Risk Management

Debunking the Exploding Cataract: Why You Shouldn’t Sell Surgery

By Michael R. Redmond, MD

[Argus, March, 1992]

A patient presents to the ophthalmologist’s office with a cataract and 20/40 Snellen visual acuity. Visual acuity with medium glare is recorded as 20/100. Cataract surgery is performed and goes well, but the patient develops a retinal detachment soon after surgery. Complications ensue and the final visual acuity is light perception. The patient sues the cataract surgeon on the basis that the surgery was unnecessary in the first place.

A young father, himself postop twice for strabismus surgery, has his son in the pediatric ophthalmologist’s office for the child’s strabismus follow-up. Allegedly, the ophthalmologist initiates a discussion and tells the father that he, the father, needs additional strabismus surgery and that it can be done simply and without problems. Postoperative restrictions develop, corneal exposure with keratitis ensues and the father endures additional surgeries without total relief. He sues the ophthalmologist alleging, among other things, lack of informed consent.

Were the surgeries marketed too vigorously? Expectations set too high? Were the surgeries themselves trivialized, potential complications minimized or not even discussed? Were the patients “solicited” for surgery?

In today’s medical milieu, the ophthalmologist must avoid any hint of pressure on the patient or the family to undergo an elective procedure. Physicians are required to inform patients about the therapeutic (surgical) alternatives available and the urgency or elective nature of a procedure, but they must avoid “selling” their services. If a patient is pressured to undergo an elective procedure and a less than satisfactory result occurs, the patient is much more likely to become angry and initiate a malpractice action. Under these circumstances, the patient is unlikely to admit to recalling discussions of risks and alternatives, but will likely remember assurances, trivializations and encouragement to undergo surgery.

Documentation and informed consent are two cornerstones of risk prevention and management. An ophthalmologist can never do too much in these areas but can easily, all too often, do too little. Because what an ophthalmologist does every day may become routine, the multiple complaints the patient expresses (e.g., headlight glare, inability to read, people not knowing whether or not the strabismus patient is looking at them) are not always recorded adequately in the chart. If the records do not substantiate the ophthalmologist’s claims, a jury is likely to doubt his or her credibility and may begin to suspect a lapse not only in charting but also in professional judgment and/or ethics. The ophthalmologist should also record anything of importance, i.e., test results, consultations and family members present.

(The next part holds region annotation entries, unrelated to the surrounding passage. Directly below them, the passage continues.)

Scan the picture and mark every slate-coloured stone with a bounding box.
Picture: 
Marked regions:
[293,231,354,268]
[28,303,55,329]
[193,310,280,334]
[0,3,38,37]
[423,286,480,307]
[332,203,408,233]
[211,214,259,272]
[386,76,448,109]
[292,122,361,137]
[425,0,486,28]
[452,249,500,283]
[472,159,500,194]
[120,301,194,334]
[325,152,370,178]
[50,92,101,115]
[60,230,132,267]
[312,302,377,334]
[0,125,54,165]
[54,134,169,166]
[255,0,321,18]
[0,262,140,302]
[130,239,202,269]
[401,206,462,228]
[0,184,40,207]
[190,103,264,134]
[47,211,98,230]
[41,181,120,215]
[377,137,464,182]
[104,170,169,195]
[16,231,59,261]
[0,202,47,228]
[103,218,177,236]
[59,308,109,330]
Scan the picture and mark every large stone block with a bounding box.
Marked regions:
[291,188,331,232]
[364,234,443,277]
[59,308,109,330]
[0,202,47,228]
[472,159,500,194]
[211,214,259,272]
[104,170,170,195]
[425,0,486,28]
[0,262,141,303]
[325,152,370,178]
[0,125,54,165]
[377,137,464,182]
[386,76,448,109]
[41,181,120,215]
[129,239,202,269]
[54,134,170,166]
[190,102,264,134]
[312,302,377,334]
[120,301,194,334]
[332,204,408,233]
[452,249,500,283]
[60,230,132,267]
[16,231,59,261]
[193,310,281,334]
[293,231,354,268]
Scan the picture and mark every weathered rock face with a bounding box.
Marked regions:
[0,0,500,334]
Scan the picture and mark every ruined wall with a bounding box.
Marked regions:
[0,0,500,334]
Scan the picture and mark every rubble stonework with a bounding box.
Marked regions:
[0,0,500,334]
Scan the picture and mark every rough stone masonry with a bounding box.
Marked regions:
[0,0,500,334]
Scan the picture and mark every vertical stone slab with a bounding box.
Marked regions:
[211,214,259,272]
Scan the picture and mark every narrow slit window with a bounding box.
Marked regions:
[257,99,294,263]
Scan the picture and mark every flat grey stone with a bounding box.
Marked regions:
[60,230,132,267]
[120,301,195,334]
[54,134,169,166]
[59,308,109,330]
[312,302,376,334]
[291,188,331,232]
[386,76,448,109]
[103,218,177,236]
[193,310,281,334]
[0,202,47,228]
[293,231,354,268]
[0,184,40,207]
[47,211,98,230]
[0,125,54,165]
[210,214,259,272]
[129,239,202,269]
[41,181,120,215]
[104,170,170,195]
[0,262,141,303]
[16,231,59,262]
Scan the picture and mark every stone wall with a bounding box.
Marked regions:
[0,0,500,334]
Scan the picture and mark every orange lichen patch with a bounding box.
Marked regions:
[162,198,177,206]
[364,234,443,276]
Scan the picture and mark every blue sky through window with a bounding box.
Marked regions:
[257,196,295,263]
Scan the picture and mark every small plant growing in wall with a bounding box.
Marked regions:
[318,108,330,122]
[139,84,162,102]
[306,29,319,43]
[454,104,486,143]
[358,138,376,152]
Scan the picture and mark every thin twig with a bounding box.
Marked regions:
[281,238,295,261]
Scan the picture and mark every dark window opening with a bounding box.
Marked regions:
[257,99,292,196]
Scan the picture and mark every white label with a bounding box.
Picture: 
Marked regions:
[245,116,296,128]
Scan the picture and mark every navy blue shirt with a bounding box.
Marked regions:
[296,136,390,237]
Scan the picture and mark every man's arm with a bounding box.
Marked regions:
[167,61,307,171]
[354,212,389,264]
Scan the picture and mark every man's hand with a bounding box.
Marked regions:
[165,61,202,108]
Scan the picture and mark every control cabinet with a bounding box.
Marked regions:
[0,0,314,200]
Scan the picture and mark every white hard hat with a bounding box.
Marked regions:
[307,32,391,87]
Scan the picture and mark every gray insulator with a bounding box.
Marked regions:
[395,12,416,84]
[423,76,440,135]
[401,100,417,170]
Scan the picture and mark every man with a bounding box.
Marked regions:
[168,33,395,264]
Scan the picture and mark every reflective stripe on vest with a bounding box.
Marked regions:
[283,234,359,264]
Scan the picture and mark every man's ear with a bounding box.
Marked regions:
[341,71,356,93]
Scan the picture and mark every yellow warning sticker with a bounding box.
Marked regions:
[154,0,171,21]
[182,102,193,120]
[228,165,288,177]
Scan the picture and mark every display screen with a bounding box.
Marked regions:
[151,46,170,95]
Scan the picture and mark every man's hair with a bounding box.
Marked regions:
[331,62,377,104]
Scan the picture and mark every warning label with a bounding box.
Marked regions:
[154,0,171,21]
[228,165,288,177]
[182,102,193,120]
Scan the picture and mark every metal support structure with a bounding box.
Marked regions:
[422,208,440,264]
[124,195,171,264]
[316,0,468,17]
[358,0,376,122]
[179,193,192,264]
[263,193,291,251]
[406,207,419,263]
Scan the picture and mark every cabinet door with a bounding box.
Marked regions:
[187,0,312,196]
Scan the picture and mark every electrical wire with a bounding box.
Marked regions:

Informed consent must include an understanding between the patient and the physician, not simply discussion and signing a piece of paper. The proper relationship and rapport between patient and physician can thus be established.

Ethically, an ophthalmologist should never pressure or cajole a patient to have an elective procedure. Such pressure could turn into a malpractice liability. Communicate, document and inform but never “sell.” After all, cataracts really do not explode.